Sur le plan économique, la Russie semble tirer profit des sanctions occidentales. L’Allemagne, par exemple, est en récession en raison de l’effondrement de son industrie, largement dépendante des échanges avec la Russie. Les sanctions, combinées à des politiques climatiques et écologiques rigides, ont poussé les constructeurs allemands à produire des voitures électriques qui peinent à trouver preneur. En revanche, la Russie a réussi à maintenir ses grands projets d’infrastructure malgré l’opération militaire spéciale en Ukraine.
Du côté ukrainien, la situation est critique.

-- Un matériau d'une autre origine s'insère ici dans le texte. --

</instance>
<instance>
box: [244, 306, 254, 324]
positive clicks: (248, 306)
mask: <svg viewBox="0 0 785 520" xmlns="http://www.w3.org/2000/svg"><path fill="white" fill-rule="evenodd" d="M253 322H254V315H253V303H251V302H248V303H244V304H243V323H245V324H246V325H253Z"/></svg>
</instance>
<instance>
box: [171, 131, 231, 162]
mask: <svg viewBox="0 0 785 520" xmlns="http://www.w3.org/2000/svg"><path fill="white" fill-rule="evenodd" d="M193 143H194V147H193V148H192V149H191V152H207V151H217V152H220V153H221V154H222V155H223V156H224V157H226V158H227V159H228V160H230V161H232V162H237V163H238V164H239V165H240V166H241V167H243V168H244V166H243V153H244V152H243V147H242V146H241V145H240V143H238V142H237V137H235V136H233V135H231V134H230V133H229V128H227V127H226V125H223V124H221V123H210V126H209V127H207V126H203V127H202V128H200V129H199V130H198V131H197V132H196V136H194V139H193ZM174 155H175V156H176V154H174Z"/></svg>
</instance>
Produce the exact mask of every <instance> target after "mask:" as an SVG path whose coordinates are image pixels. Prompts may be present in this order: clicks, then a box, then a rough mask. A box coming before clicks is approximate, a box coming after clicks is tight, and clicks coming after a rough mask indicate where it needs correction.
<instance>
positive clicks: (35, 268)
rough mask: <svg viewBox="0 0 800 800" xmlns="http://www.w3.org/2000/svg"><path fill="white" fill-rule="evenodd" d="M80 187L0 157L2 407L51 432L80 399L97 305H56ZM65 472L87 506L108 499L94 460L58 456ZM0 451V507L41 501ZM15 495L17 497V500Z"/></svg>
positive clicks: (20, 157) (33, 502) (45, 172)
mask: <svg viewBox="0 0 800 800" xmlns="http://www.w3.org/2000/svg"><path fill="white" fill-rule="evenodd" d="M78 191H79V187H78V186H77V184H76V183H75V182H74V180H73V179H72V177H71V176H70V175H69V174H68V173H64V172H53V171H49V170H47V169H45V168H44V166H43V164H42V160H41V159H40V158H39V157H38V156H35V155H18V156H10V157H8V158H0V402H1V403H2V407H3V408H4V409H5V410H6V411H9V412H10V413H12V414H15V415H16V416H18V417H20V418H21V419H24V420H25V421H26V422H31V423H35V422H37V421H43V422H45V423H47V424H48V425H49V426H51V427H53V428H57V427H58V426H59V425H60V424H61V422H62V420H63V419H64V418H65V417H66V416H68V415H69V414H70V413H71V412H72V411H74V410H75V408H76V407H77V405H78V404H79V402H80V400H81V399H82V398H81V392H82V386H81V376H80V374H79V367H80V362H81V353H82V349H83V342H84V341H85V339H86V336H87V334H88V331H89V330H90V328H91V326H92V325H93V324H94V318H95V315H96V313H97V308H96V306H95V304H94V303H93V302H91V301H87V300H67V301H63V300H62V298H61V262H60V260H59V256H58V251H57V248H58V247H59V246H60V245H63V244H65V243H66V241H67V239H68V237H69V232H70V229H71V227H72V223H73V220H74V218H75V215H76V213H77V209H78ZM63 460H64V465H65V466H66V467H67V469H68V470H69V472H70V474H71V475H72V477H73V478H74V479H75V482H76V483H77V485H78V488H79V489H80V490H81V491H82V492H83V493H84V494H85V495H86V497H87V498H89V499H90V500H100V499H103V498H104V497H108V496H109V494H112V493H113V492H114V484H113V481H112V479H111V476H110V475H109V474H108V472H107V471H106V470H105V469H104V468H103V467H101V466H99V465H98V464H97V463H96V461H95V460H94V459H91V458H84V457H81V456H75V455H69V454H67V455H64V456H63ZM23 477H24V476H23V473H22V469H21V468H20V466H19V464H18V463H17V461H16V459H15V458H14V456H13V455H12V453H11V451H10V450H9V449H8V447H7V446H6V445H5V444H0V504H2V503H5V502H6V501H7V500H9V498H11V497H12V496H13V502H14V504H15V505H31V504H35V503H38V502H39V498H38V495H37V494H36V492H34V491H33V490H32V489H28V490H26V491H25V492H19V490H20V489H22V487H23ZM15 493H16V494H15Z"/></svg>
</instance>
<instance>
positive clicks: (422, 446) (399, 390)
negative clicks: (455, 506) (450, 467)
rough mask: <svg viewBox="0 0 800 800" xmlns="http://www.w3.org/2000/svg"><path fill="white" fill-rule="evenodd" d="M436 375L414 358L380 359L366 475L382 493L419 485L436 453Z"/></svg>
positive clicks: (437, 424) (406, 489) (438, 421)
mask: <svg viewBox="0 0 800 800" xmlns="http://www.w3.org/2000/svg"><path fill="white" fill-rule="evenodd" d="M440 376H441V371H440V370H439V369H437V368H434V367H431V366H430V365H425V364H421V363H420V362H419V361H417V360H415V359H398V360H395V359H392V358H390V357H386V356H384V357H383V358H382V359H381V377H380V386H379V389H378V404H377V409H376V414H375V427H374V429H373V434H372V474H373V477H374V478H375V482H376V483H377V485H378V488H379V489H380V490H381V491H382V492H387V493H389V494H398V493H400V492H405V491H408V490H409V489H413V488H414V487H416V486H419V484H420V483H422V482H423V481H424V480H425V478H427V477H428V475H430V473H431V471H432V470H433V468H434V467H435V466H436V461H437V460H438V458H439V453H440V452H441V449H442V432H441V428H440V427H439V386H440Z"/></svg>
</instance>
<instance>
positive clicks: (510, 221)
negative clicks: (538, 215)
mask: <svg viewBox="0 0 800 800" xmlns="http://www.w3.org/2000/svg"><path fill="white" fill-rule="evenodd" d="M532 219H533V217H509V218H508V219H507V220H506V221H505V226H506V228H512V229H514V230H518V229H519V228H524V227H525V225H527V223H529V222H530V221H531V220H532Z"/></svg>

La perte de la ville de Pakrovsk aurait des conséquences économiques majeures, notamment la perte de la mine de Pakrovskoyet, qui représente une part significative de la capacité de production de métal du pays. Les forces russes continuent d’avancer, encerclant des villes clés comme Ougledar, malgré les tentatives de résistance ukrainienne. La Russie utilise des tactiques de guerre d’usure, testant les défenses ukrainiennes et exploitant les failles pour avancer. La situation militaire et économique de l’Ukraine semble de plus en plus précaire, avec des désertions massives et une corruption endémique.